If Intel Corp. and Eastman Kodak Co. are right, digital photography is poised to become the next major multimedia market.
Earlier this week, the two companies announced their collaboration on developing a standard way to use digital cameras and PCs together. The gist of the plan: a multipronged assault on today's schizophrenic digital standards, attacking everything from image formats to camera design.
Specifics of the two companies' offensive were scarce. Yet, what Intel and Kodak's announcement lacked in detail, it more than made up for in significance.
At stake: a market that accounted for more than 17 billion photographs in 1994 and 1995, according to the Photo Marketing Association. What's more, International Data Corp. projects that sales of digital cameras will total 15 million by the year 2000. And those kinds of numbers have some industry executives suggesting that it won't be long before every computer comes with its own camera.
"The digital photograph will be as ubiquitous and as much a form of communication as text and E-mail is today," remarked Ron Smith, vice president and general manager of Intel's Computing Enhancement Group, in Santa Clara, Calif.
If so, Intel and Kodak have laid the groundwork on which mainstream digital photography will be built.
"Today, pretty much every digital camera is a closed system," explains Alexis Gerard, publisher of The Future Image Report, which covers the digital imaging market. "Each does everything in a unique way."
To combat this situation, the two companies intend to announce specifications by midsummer that will standardize the way to connect digital cameras to Intel computers, develop software for the Intel MMX platform to edit and manipulate the images, and offer services to enhance digital photographs.
Intel and Kodak's collaboration adds momentum to the digital image market while at the same time pulling the two companies into a more central role. According to Future Image's Gerard, the announcement reinforces Kodak's commitment to the market.
"More significant is Intel's commitment to digital imaging--that they are saying the digital photo imaging market will be huge."
Kodak is pushing its FlashPix digital image format, already a de facto standard, into the mainstream. More important for Kodak's bottom line, perhaps, is Intel's backing in marketing the Kodak Picture Network, a set of digital services intended to supplement capabilities of the desktop. This network is one strategy that could replace the revenues that will disappear as film rolls are supplanted by flash memory.
For Intel, this is one battle in the war for "terra multimedia"--a war driven by the new capabilities of the company's MMX microprocessors.
"With the MMX-enabled chips, Intel has the opportunity to get many more multimedia developers on board," said Robert Blumberg, vice president and general manager of Live Picture, Inc., the multimedia startup that created much of the technology behind Kodak's FlashPix digital image format.
But MMX is not the only technology that Intel is adding to the recipe. The company hopes that its USB (Universal Serial Bus) format will govern the connection of cameras to computers for faster download. To replace film rolls, Intel is proposing its Miniature Card format as the standard to insure a compatible way to store and transfer images.
"We are looking at this as an overall architecture for using photographs in cyberspace," said Intel's Smith.
Both companies hope that the initiative will unify the players in the digital imaging market. FlashPix is already backed by its initial creators--Kodak, Microsoft Corp., Hewlett-Packard Co. and Live Picture Inc.--as well as Fuji, Canon, Apple Computer Inc., IBM and now Intel.

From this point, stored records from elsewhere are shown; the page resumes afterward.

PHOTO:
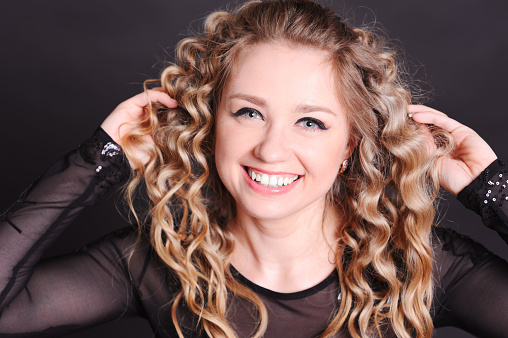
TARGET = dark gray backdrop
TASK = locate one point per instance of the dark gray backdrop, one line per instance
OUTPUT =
(65, 65)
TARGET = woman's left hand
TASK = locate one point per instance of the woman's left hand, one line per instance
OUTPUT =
(470, 155)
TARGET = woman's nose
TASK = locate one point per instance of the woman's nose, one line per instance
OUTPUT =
(273, 145)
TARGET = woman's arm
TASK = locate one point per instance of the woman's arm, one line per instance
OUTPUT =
(80, 289)
(470, 282)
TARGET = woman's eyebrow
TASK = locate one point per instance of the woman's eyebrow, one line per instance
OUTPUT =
(309, 108)
(301, 108)
(250, 98)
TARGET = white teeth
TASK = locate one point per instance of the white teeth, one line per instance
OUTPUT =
(265, 180)
(271, 180)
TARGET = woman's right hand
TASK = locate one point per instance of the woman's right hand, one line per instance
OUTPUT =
(117, 124)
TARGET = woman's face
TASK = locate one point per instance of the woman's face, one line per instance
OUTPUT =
(281, 133)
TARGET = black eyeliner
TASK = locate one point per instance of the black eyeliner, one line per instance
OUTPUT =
(313, 120)
(244, 110)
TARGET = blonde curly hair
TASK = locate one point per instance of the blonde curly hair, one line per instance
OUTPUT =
(384, 256)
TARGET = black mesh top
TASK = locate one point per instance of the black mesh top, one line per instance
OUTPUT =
(100, 283)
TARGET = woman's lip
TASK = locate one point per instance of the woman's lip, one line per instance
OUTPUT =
(269, 172)
(269, 191)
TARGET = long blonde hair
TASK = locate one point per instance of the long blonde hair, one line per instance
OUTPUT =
(384, 256)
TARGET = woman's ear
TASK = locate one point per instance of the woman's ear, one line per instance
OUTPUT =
(351, 145)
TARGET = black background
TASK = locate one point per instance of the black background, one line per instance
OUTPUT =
(64, 65)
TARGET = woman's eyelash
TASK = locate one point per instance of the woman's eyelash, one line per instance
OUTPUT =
(311, 120)
(248, 112)
(311, 123)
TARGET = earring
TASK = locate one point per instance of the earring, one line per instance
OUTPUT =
(343, 166)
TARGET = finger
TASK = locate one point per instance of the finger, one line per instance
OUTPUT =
(437, 119)
(142, 99)
(418, 108)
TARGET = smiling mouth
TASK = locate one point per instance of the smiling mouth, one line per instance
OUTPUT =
(271, 180)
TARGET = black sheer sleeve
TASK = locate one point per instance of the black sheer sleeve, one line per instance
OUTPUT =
(73, 290)
(472, 283)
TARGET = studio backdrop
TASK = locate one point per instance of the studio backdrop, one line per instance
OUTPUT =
(65, 65)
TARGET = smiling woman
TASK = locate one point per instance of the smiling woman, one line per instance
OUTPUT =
(292, 188)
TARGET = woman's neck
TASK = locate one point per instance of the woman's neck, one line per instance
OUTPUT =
(286, 255)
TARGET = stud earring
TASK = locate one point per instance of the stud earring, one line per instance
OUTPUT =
(343, 166)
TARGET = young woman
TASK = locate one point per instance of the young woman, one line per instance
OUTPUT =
(291, 186)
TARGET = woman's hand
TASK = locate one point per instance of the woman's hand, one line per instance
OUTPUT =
(470, 156)
(132, 110)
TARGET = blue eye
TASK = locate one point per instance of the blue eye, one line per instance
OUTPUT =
(249, 113)
(311, 123)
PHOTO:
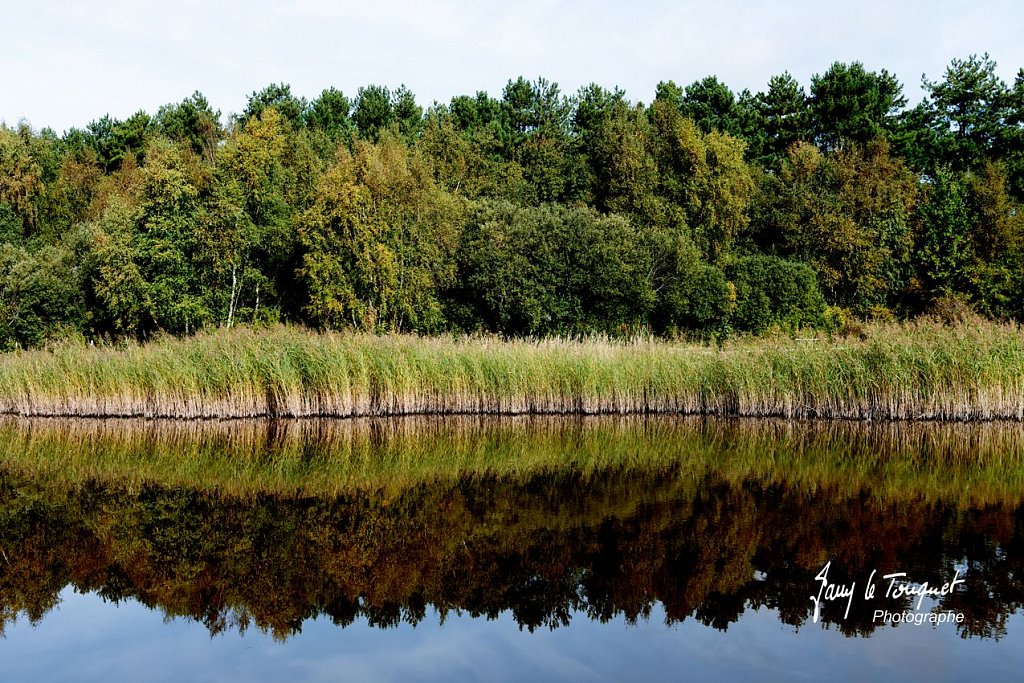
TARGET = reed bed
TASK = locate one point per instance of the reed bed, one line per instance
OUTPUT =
(913, 371)
(961, 463)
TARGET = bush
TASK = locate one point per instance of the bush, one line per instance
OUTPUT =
(772, 292)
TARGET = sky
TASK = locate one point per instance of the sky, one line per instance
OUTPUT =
(66, 63)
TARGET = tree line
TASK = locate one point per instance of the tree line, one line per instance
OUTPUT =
(705, 212)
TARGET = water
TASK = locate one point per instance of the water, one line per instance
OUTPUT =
(691, 554)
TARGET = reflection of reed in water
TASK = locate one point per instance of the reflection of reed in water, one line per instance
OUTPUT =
(547, 546)
(966, 462)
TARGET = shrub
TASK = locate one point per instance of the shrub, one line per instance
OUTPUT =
(773, 292)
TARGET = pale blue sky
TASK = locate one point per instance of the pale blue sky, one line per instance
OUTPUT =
(66, 63)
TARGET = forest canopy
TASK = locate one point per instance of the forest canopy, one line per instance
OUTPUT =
(704, 212)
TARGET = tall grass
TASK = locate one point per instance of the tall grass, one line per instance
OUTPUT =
(912, 371)
(968, 464)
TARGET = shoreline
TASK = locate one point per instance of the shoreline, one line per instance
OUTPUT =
(910, 372)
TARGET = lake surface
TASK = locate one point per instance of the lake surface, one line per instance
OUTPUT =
(509, 549)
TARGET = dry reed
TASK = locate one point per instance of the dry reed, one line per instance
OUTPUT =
(908, 372)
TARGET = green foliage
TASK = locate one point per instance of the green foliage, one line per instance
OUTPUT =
(552, 269)
(279, 96)
(379, 242)
(40, 295)
(587, 212)
(849, 102)
(771, 292)
(193, 122)
(704, 176)
(847, 213)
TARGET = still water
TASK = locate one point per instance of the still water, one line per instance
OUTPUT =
(541, 549)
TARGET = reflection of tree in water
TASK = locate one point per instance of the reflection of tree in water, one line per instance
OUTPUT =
(607, 544)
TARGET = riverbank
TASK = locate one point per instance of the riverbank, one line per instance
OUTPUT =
(902, 372)
(958, 463)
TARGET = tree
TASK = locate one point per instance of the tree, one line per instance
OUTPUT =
(968, 112)
(379, 242)
(784, 120)
(278, 95)
(615, 141)
(116, 140)
(551, 269)
(20, 178)
(331, 114)
(848, 214)
(850, 102)
(705, 179)
(194, 122)
(536, 118)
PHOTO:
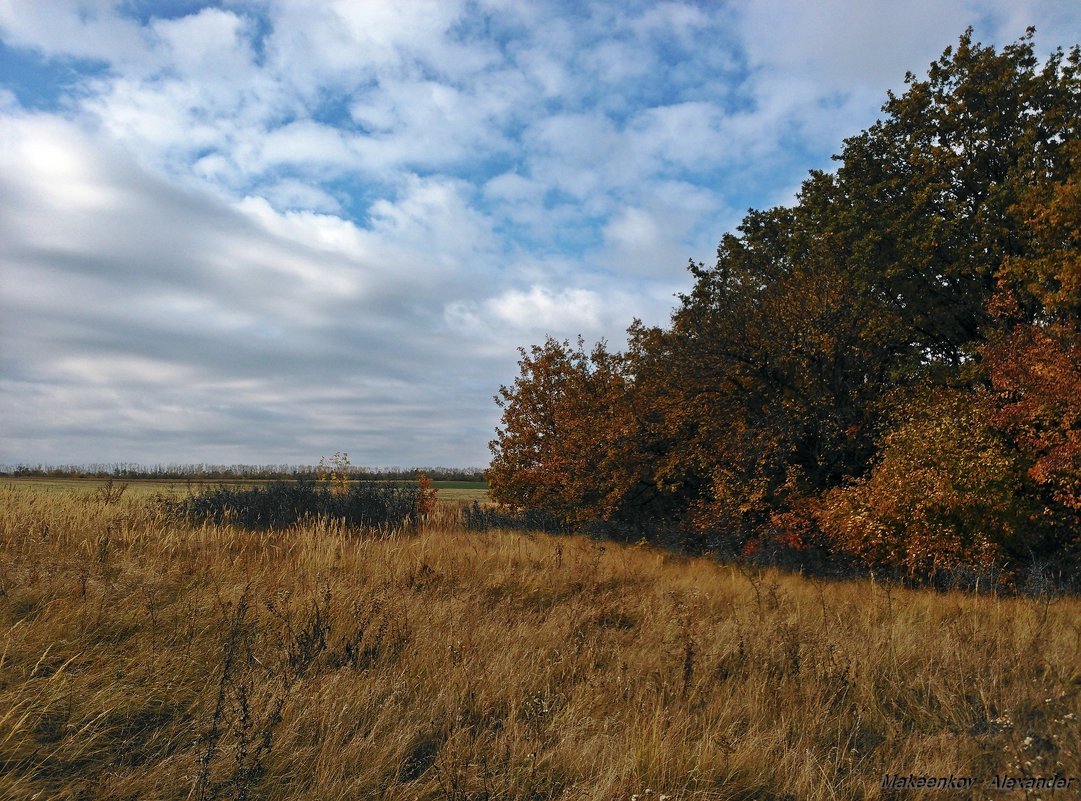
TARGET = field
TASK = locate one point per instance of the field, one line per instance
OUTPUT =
(145, 658)
(147, 488)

However, not all aspects of the proposal will be endorsed by the industry.
"While USB is a given for the initial standard, it will not become the sole standard--it's a bit slow for higher-resolution images," remarked Future Image's Gerard. "What happens with the miniature card and the Kodak Picture Network remain to be seen," he continued.
Intel is expected to announce that MMX will be supported in the three major software development kits for digital imaging applications. Current development kits are available from Kodak, Live Picture and Microsoft.
Hardware based on the yet-to-be-released standards could be available as soon as the fourth quarter of 1997, making 1998 the start of the movement of digital imaging into the mainstream.